How to set-up a CJP HA environment with HA Proxy

Introduction

CloudBees Jenkins Platforms come with the capability to run in a high-availability setup, where two or more JVMs form a so-called “HA singleton” cluster, to ensure business continuation for Jenkins. This improves the availability of the service against unexpected problems in the JVM, the hardware that it runs on, etc. When a Jenkins JVM becomes unavailable (for example, when it stops responding, or when it dies), other nodes in the cluster automatically take over the role of the master, thereby restoring service with minimum interruption.
It is also important for users to understand what this feature does not do in its current form. Namely, it is not a symmetric cluster, where participating nodes will share workloads together. At any given point only one of the nodes is performing the master role (hence “HA singleton”). Because of this, when a fail-over takes place, users will experience a brief downtime, comparable to someone rebooting a Jenkins master in a non-HA setup. Builds that were in progress would be lost, too.
This guide will walk through the High Level Overview, detail implementation and configuration steps, and finish with troubleshooting tips.

Note: This guide is tailored towards CloudBees Operations Center, but can be applied to CloudBees Jenkins Client Masters. Where applicable, a note will describe differences between the two.

High-level overview

The diagram, below, outlines the principal design details with routing for each communication protocol.

Alpha and Beta

To create the “HA singleton”, it is necessary to have two copies of Operations Center: Alpha and Beta (active and standby, respectively). In HA mode, the two Jenkins instances cooperatively elect the “primary” JVM, and depending on the outcome of this election, members of a cluster starts/stops the CJE master in the same JVM. From the viewpoint of the code inside CloudBees Jenkins Operations Center, this is as if it is started/stopped programmatically.
CloudBees Jenkins Operations Centers relies on JGroups for the underlying group membership service.

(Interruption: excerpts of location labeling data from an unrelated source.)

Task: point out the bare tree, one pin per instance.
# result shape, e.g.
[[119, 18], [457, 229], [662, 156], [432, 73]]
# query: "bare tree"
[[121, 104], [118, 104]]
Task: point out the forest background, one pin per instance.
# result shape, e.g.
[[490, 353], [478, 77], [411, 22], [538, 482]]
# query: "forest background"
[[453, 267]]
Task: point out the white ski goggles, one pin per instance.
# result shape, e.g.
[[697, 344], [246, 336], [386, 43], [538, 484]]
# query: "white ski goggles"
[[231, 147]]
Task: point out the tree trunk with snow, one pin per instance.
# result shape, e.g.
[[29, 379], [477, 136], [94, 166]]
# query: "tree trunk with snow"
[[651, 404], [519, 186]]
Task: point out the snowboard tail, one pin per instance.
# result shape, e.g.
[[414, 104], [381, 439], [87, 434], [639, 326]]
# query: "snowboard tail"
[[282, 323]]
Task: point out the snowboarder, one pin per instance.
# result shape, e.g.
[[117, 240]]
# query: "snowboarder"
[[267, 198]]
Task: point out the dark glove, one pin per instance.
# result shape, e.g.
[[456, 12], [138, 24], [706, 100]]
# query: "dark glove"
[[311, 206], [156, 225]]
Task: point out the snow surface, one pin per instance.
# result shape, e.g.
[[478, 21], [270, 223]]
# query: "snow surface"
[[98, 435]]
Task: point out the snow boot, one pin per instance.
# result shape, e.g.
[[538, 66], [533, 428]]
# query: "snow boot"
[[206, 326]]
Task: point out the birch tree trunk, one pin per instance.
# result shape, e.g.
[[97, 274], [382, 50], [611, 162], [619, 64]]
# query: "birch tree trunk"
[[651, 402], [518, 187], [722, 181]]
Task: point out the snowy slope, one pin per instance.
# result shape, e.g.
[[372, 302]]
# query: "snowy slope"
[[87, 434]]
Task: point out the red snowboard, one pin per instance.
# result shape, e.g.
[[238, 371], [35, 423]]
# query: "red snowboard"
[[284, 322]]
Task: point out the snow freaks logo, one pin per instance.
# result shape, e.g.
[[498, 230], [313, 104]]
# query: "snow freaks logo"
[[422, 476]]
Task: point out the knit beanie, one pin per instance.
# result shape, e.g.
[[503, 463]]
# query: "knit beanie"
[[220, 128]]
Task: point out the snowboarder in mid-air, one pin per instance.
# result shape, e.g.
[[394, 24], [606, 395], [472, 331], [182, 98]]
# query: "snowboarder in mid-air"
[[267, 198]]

By default, CloudBees Jenkins Operations Center uses TCP to communicate between members, with IP addresses and ports registered in a directory $JENKINS_HOME/jgroups (which all members must be able to write to). This can be changed by creating $JENKINS_HOME/jgroups.xml that describes the JGroups protocol stack configuration XML. See theJBoss Clustering documentation for the format of this file, as well as typical configuration tips and troubleshooting.

Fail-over

A fail-over is effectively (1) shutting down the current Jenkins JVM, followed by (2) starting it up in another location. Sometimes step 1 doesn’t happen, for example when the current master crashes. Because these masters work with the same $JENKINS_HOME, this fail-over process has the following characteristics:

  • Jenkins global settings, configuration of jobs/users, fingerprints, record of completed builds (including archived artifacts, test reports, etc.), will all survive a fail-over.
  • User sessions are lost. If your Jenkins installation requires users to log in, they’ll be asked to log in again.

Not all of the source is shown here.